Phys Med Biol. 2015 Jul 7;60(13):5313-23. doi: 10.1088/0031-9155/60/13/5313. Epub 2015 Jun 25.
The aim of this work was to investigate how dose distributions calculated with the collapsed cone (CC) algorithm depend on the size of the water phantom used in deriving the point kernel for multiple scatter. A research version of the CC algorithm equipped with a set of selectable point kernels for multiple-scatter dose that had initially been derived in water phantoms of various dimensions was used. The new point kernels were generated using EGSnrc in spherical water phantoms of radii 5 cm, 7.5 cm, 10 cm, 15 cm, 20 cm, 30 cm and 50 cm. Dose distributions derived with CC in water phantoms of different dimensions and in a CT-based clinical breast geometry were compared to Monte Carlo (MC) simulations using the Geant4-based brachytherapy specific MC code Algebra. Agreement with MC within 1% was obtained when the dimensions of the phantom used to derive the multiple-scatter kernel were similar to those of the calculation phantom. Doses are overestimated at phantom edges when kernels are derived in larger phantoms and underestimated when derived in smaller phantoms (by around 2% to 7% depending on distance from source and phantom dimensions). CC agrees well with MC in the high dose region of a breast implant and is superior to TG43 in determining skin doses for all multiple-scatter point kernel sizes. Increased agreement between CC and MC is achieved when the point kernel is comparable to breast dimensions. The investigated approximation in multiple scatter dose depends on the choice of point kernel in relation to phantom size and yields a significant fraction of the total dose only at distances of several centimeters from a source/implant which correspond to volumes of low doses. The current implementation of the CC algorithm utilizes a point kernel derived in a comparatively large (radius 20 cm) water phantom. A fixed point kernel leads to predictable behaviour of the algorithm with the worst case being a source/implant located well within a patient/phantom for which low doses at phantom edges can be overestimated by 2-5 %. It would be possible to improve the situation by using a point kernel for multiple-scatter dose adapted to the patient/phantom dimensions at hand.
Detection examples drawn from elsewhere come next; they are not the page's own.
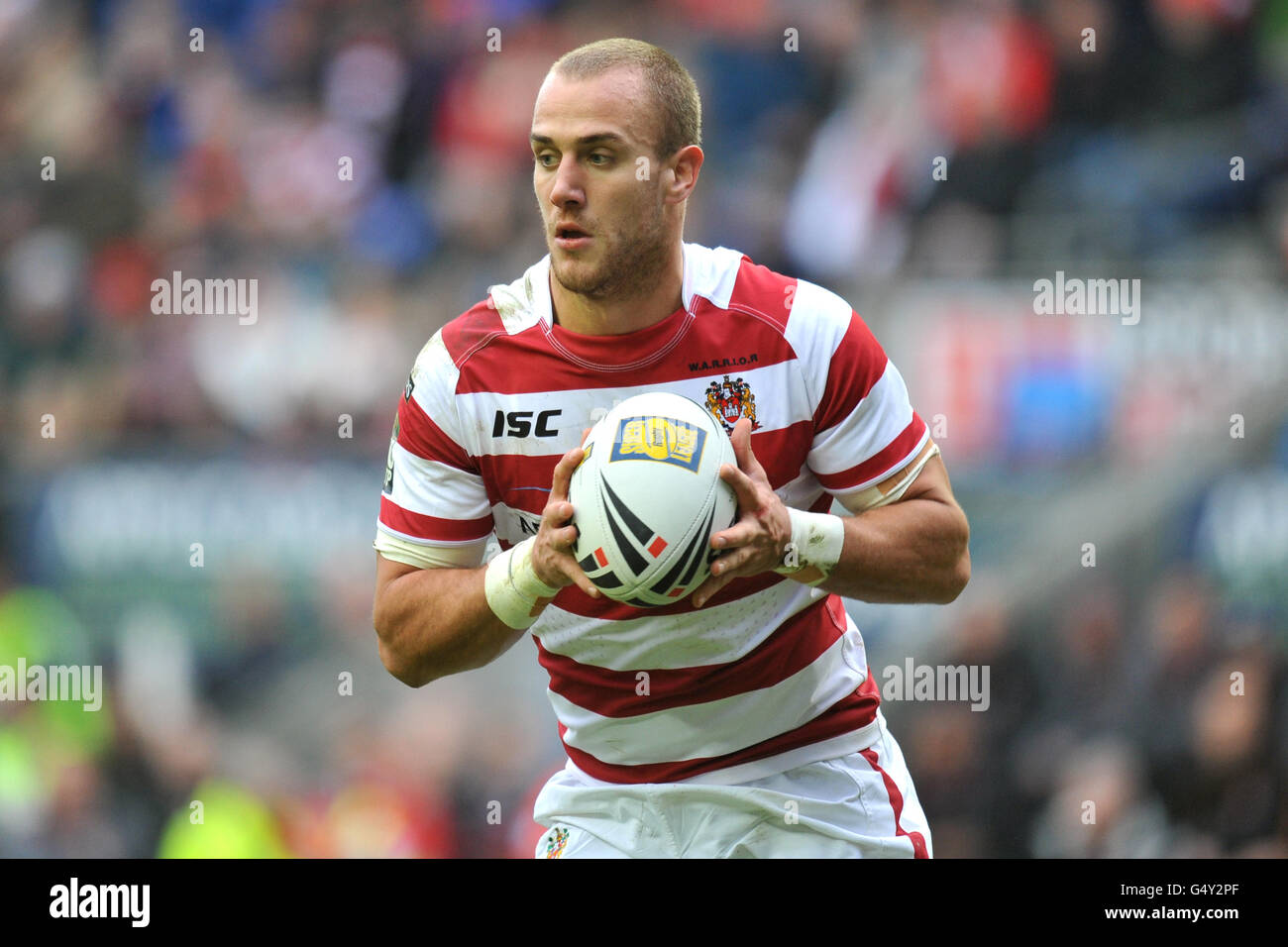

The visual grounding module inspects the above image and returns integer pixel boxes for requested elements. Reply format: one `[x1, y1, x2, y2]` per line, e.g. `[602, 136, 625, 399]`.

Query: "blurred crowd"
[872, 565, 1288, 858]
[0, 0, 1288, 856]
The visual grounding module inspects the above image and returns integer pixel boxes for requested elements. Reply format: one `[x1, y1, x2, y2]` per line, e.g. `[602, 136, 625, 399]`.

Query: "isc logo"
[492, 408, 563, 437]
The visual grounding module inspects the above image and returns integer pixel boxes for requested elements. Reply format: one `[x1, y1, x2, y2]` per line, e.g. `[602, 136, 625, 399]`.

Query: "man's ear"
[666, 145, 703, 204]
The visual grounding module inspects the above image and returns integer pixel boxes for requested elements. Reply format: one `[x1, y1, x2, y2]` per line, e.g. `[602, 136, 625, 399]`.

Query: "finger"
[559, 554, 599, 598]
[720, 464, 760, 515]
[711, 546, 756, 581]
[550, 447, 587, 500]
[537, 500, 574, 532]
[729, 417, 764, 474]
[711, 519, 761, 549]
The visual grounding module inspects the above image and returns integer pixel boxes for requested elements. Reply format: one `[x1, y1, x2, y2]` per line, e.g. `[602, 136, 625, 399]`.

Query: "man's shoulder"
[422, 257, 550, 368]
[686, 244, 857, 340]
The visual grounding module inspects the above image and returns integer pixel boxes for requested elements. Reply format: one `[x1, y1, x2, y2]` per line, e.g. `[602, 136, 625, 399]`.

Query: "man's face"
[532, 68, 671, 299]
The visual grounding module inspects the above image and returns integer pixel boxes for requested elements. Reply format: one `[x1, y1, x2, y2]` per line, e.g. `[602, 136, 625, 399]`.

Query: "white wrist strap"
[483, 536, 559, 629]
[774, 507, 845, 585]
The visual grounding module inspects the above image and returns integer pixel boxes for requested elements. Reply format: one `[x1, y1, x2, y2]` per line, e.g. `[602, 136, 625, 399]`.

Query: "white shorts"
[533, 710, 934, 858]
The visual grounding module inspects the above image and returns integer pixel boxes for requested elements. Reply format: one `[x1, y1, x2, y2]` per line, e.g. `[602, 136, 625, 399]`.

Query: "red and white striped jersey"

本研究的目的是探讨使用坍缩圆锥(CC)算法计算的剂量分布如何取决于用于推导多次散射点核的水模体大小。使用了CC算法的一个研究版本,该版本配备了一组可选择的多次散射剂量点核,这些点核最初是在不同尺寸的水模体中推导出来的。新的点核是使用EGSnrc在半径为5厘米、7.5厘米、10厘米、15厘米、20厘米、30厘米和50厘米的球形水模体中生成的。将在不同尺寸的水模体以及基于CT的临床乳腺几何模型中用CC算法得出的剂量分布与使用基于Geant4的近距离治疗专用蒙特卡罗(MC)代码Algebra进行的蒙特卡罗模拟进行比较。当用于推导多次散射核的模体尺寸与计算模体的尺寸相似时,与MC的一致性在1%以内。当在较大模体中推导核时,模体边缘的剂量被高估,而在较小模体中推导时则被低估(根据距源的距离和模体尺寸,低估约2%至7%)。在乳房植入物的高剂量区域,CC与MC吻合良好,并且在确定所有多次散射点核大小的皮肤剂量方面优于TG43。当点核与乳房尺寸可比时,CC与MC之间的一致性会提高。多次散射剂量中所研究的近似值取决于与模体大小相关的点核选择,并且仅在距源/植入物几厘米的距离处产生总剂量的很大一部分,这些距离对应于低剂量区域。CC算法的当前实现使用在相对较大(半径20厘米)的水模体中推导的点核。固定的点核会导致算法具有可预测的行为,最坏的情况是源/植入物位于患者/模体内部,此时模体边缘的低剂量可能被高估2 - 5%。通过使用适合手头患者/模体尺寸的多次散射剂量点核,有可能改善这种情况。